A wildfire threatening hundreds of homes in Southern California spread slowly through scenic canyonlands Saturday, straining resources as crews struggled to contain hundreds of other blazes around the state.

"The firefighters are stretched thin, they are exhausted," and some have gone days without sleep, said Gov. Arnold Schwarzenegger, who visited a command post in Santa Barbara County.

A slew of wildfires, most ignited by lightning two weeks ago, has burned more than 800 square miles of land throughout California. The blazes have destroyed at least 67 homes and other buildings and contributed to the death of a firefighter who suffered a heart attack while digging fire lines.

About 1,400 fires have been contained, but more than 330 still burned out of control Saturday.

Schwarzenegger said California's top priority was in the coastal region of Santa Barbara County, where nearly 2,700 homes were threatened by a four-day-old fire in the Los Padres National Forest that has consumed about 13 square miles.

Cooler, moist air yesterday morning kept the fire sluggish and helped firefighters trying to surround it, said Pat Wheatley, county spokeswoman. The fire was 24 percent contained, she said.

Wheatley said 2,663 homes remained under mandatory evacuation and people in another 1,400 were warned to be ready to flee if the flames gathered speed.

The fire, which was burning in 15-foot-high, half-century-old chaparral, had the potential to roll through a hilly area of ranches, housing tracts and orchards between the town of Goleta and Santa Barbara.

Temperatures were expected to reach the high 80s, and the smoke from the fire made for bad air quality.

Nearly 1,200 firefighters struggled to surround the blaze while a DC-10 air tanker and other aircraft dumped water and fire retardant along ridges and in steep canyons.

Investigators think the fire, which began Tuesday, was human-caused.
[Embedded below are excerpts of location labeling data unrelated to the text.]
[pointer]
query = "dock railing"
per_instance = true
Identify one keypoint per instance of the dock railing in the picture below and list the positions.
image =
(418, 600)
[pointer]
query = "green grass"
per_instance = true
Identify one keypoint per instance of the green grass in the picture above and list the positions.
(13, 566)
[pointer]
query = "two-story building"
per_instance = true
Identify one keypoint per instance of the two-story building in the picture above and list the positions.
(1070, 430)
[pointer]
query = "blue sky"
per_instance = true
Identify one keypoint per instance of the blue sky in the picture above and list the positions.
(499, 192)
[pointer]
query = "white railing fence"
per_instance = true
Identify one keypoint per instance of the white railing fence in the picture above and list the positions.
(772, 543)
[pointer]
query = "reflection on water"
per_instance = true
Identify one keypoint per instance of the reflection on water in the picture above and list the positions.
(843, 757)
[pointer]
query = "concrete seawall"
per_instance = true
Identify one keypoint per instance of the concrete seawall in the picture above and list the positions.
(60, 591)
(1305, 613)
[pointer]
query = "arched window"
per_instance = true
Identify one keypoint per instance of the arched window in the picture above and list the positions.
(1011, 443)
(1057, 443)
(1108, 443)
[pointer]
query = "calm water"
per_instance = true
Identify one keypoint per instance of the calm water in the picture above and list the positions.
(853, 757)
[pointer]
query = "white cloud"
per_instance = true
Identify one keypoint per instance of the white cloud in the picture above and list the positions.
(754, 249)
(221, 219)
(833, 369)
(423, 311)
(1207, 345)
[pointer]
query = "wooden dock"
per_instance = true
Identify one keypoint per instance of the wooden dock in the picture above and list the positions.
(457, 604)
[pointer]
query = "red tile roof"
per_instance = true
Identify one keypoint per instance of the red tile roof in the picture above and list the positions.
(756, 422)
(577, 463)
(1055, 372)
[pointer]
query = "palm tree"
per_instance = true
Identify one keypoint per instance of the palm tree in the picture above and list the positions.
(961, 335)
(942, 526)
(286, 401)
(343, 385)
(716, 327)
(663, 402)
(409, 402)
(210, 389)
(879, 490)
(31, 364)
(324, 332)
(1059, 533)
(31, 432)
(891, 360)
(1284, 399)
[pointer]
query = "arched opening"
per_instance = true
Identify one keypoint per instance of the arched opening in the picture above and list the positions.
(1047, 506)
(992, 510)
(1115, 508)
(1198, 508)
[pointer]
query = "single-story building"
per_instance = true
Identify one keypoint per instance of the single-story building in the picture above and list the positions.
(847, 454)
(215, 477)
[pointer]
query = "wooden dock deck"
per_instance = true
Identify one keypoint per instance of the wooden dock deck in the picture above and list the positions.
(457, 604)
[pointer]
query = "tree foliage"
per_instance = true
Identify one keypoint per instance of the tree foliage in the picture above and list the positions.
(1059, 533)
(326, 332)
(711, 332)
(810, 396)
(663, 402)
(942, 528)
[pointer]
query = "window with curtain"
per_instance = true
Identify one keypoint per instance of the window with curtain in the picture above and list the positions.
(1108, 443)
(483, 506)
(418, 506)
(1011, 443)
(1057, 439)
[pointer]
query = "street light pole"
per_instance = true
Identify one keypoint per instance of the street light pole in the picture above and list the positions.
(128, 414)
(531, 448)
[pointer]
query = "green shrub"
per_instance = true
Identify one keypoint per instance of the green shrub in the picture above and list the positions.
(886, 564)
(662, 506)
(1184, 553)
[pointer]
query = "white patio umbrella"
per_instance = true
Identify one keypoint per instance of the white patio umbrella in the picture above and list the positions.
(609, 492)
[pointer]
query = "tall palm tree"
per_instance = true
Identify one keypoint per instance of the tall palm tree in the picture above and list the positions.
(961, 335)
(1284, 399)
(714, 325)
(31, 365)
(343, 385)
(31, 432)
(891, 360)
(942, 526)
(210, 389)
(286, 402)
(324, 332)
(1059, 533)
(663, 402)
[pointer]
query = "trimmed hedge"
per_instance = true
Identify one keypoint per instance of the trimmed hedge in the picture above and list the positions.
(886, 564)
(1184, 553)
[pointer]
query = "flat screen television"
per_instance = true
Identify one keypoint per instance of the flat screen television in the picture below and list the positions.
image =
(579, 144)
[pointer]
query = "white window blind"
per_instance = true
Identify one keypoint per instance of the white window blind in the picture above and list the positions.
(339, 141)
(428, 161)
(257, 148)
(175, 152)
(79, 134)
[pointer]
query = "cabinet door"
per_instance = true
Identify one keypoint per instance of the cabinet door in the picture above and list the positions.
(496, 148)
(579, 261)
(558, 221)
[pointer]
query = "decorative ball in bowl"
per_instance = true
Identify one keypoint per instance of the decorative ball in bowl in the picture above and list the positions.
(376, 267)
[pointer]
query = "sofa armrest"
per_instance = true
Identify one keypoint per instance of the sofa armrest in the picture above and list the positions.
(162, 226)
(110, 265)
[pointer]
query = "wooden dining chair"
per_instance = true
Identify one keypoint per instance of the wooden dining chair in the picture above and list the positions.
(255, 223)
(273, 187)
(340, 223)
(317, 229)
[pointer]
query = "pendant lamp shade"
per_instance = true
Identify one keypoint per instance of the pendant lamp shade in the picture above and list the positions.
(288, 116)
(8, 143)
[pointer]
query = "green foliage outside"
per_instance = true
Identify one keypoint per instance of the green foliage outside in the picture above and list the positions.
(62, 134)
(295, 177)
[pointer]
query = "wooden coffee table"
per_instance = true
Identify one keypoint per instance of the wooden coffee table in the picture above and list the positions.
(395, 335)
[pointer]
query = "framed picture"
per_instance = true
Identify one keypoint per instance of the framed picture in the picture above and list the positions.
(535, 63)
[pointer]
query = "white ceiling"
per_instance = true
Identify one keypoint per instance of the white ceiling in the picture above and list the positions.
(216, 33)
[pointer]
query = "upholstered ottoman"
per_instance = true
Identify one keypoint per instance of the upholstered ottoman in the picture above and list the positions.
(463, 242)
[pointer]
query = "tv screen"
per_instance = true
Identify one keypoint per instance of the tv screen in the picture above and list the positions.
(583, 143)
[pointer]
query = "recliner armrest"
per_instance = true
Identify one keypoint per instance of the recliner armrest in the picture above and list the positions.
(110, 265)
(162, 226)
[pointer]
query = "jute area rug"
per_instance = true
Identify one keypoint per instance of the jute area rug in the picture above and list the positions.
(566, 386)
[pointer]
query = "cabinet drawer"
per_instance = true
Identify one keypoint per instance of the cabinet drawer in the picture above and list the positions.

The US Forest Service on Saturday asked for public help in determining who set it and whether it was sparked accidentally or on purpose.

Meanwhile, cooler weather helped crews attacking a two-week-old blaze that has destroyed 20 homes in Big Sur, at the northern end of the Los Padres forest.

The fire, which had blackened 107 square miles, was only 5 percent contained, but morning fog that moved in from the sea helped prevent it from advancing on Big Sur's famed restaurants and hotels.

"We're gaining ground, but we're nowhere near being done," said Gregg DeNitto, a spokesman for the US Forest Service. "There's still a lot of potential out there. The fire has been less active the last couple of days. We've had favorable weather; they are taking every opportunity to get some line on it."

But the weather was expected to become hotter and drier over the next couple of days, he said, with winds and temperatures rising and humidity dropping.

"The fire still has the potential for movement and the potential to get out of our containment lines," he said.